Don't we feel fine tonight
We got the fire hot alright
The feeling is clear
You better be aware
It's here
It's all here

And it's high time
Break and take the freedom
Our time
To live as we feel
So come on feel the buzz
It's high time for us
High time for us
High time for us

Heart

Heart, lead by Ann and Nancy Wilson, is considered a — or the — Grand Dame of hard rock and heavy metal.

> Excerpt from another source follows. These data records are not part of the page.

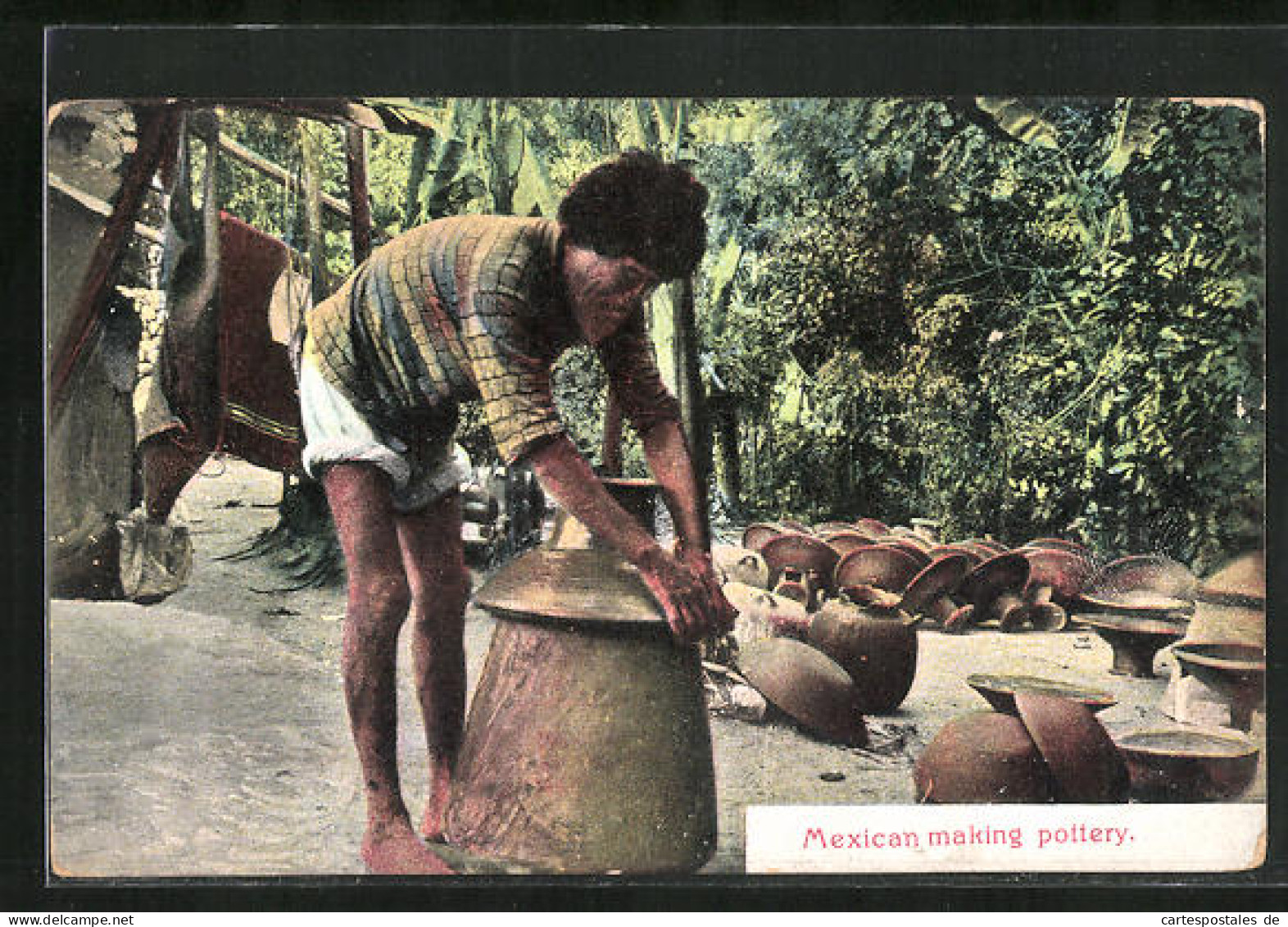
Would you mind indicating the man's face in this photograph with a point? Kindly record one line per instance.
(603, 290)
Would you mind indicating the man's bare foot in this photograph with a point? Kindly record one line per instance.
(394, 850)
(436, 809)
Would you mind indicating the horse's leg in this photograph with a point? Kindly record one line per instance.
(168, 467)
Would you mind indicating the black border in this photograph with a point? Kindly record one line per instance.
(542, 60)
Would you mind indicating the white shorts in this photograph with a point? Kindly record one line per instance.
(421, 470)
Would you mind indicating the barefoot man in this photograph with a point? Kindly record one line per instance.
(482, 307)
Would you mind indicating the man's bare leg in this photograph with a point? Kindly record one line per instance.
(168, 467)
(434, 561)
(378, 600)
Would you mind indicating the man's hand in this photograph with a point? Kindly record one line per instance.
(692, 600)
(704, 567)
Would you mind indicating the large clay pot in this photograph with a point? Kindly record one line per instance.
(984, 757)
(740, 565)
(587, 747)
(880, 654)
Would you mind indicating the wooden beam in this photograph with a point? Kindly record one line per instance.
(156, 130)
(360, 202)
(263, 166)
(101, 207)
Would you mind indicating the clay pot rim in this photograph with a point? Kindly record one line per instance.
(1132, 625)
(1188, 652)
(760, 526)
(893, 566)
(1242, 745)
(1109, 607)
(1006, 685)
(814, 555)
(1058, 544)
(914, 551)
(995, 575)
(1068, 734)
(1064, 571)
(880, 528)
(941, 576)
(756, 661)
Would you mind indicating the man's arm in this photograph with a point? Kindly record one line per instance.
(686, 596)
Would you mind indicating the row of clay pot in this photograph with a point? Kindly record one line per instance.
(956, 585)
(1042, 747)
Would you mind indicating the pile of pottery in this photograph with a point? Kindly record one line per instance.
(1139, 605)
(1045, 748)
(1042, 743)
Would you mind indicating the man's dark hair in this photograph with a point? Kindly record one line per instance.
(639, 207)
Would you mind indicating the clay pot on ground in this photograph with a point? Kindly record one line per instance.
(761, 614)
(740, 565)
(930, 592)
(1188, 764)
(1231, 603)
(808, 686)
(878, 652)
(1056, 576)
(983, 757)
(995, 589)
(754, 537)
(805, 555)
(999, 691)
(885, 569)
(1236, 672)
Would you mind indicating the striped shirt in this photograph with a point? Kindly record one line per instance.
(472, 307)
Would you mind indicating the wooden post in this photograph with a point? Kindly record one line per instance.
(360, 204)
(156, 130)
(315, 234)
(610, 452)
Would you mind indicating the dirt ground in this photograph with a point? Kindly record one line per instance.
(207, 735)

Not only do they have more hit singles and AOR tracks than most other bands (songs we’d go over in detail but they’re listed on this very page in order of popularity) but in some ways deeper respect than many, both for their own groundbreaking talent and appeal and some unusual recognition thereof, including having been picked to perform Stairway to Heaven for Led Zeppelin themselves at the Kennedy Center Honors in 2012, making Robert Plant and company actually cry. Not Rush, not Aerosmith, nor any of the other bands beloved rock/metal that — along with Ann and Nancy’s band — followed Zeppelin by one generation. Just Heart.

Starting in the mid seventies, Heart forged a unique and powerful sound outstanding in their field, and was unusual in topping the charts well into their own second decade in the late eighties, becoming a staple of MTV’s rotation, albeit sometimes crammed by the industry into music videos that the bandmates despised and comment on to this day.